In diese Gemengelage gerät Ernest Burkhart (Leonardo DiCaprio). Aus Europa und dem Krieg versehrt und mit chronischem Whiskeydurst heimgekehrt, nimmt ihn sein Onkel William Hale (Robert De Niro) auf. Der Großbauer mit dem Beinamen „King“ sieht sich selbst als gut geöltes Scharnier zwischen Osage und Weißen. Mit Altruismus hat seine Völkerverständigung allerdings wenig zu tun. Schließlich ist die administrative Einrichtung des Flächen-Land of the Free mit seiner fernen Hauptstadt und der rassistischen Gesetzeslage eine, die die größtmögliche Freizügigkeit weißer Großbauern wie ihm gestattet. Sein Neffe also soll die Gelegenheit beim Skalp packen und in Grundbesitz einheiraten. Auf die Frage hin, welche Farbe der Haut an einer Frau ihm beliebe, antwortet Burkhart, er möge sie alle, „rot, weiß und blau“. Ob dem Weltkriegsveteranen der eigene Scherz darum, was patriotische Pflicht sei, bewusst ist, mag DiCaprios Gesicht nicht offenbaren. Schon vor 30 Jahren übte DeCaprio bei der Darstellung des minderbegabten Landeis Arnie Grape in „What’s Eating Gilbert Grape“, wie man fortwährend Verwunderung und Überforderung, aber auch Treuherzigkeit und Schläunisfunken mit Millimeterarbeit an den Augenbrauen mimt.

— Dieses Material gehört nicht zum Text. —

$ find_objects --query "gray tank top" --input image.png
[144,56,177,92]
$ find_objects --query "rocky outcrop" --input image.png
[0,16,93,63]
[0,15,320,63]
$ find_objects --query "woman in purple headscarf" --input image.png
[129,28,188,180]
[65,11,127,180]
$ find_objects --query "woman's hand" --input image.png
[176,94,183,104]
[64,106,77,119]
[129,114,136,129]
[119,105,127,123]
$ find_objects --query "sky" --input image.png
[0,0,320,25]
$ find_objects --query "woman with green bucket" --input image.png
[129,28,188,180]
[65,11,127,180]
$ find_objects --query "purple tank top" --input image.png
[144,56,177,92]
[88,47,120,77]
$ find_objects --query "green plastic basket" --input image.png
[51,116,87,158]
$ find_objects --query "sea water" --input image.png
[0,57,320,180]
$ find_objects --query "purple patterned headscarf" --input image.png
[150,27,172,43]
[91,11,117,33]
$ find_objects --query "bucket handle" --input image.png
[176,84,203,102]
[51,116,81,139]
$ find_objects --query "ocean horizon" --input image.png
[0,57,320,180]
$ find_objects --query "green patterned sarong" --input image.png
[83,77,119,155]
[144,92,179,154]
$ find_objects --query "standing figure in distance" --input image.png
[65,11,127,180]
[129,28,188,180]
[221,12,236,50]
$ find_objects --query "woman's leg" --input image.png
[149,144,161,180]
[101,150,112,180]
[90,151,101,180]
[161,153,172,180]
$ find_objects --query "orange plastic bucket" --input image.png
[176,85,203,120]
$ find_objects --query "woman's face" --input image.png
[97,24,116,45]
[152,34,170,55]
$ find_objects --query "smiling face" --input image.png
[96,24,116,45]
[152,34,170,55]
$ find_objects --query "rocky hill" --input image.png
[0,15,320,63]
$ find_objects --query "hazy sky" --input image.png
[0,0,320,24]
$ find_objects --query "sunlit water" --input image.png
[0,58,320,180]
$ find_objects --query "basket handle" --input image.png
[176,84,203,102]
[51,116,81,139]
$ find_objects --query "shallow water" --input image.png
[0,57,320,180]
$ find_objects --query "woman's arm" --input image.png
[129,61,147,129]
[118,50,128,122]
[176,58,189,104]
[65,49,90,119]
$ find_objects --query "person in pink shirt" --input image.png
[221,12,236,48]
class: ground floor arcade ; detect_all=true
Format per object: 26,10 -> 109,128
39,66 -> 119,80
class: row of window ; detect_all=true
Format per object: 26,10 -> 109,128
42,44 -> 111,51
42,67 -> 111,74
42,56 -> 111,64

Anders als in Scorsese-Filmen wie „Gangs of New York“ (2002) sind die optischen Krach- und Wow-Effekte selten. Wenn sie geschehen, dann sind sie grotesk: Sehr wahrscheinlich weiße Proleten, über und über schwarz angemalt vom Öl, das sie zapfen, beobachten regungslos einen lebensmüden Osage beim alkoholhaltigen Anbandeln mit seinem späteren Mörder; während eines Versicherungsbetrugs wird aus Landarbeitern, die nur so tun, als würden sie da Brandschneisen ziehen, ein fiebertraumhaftes wie -traumatisches Schattenspiel.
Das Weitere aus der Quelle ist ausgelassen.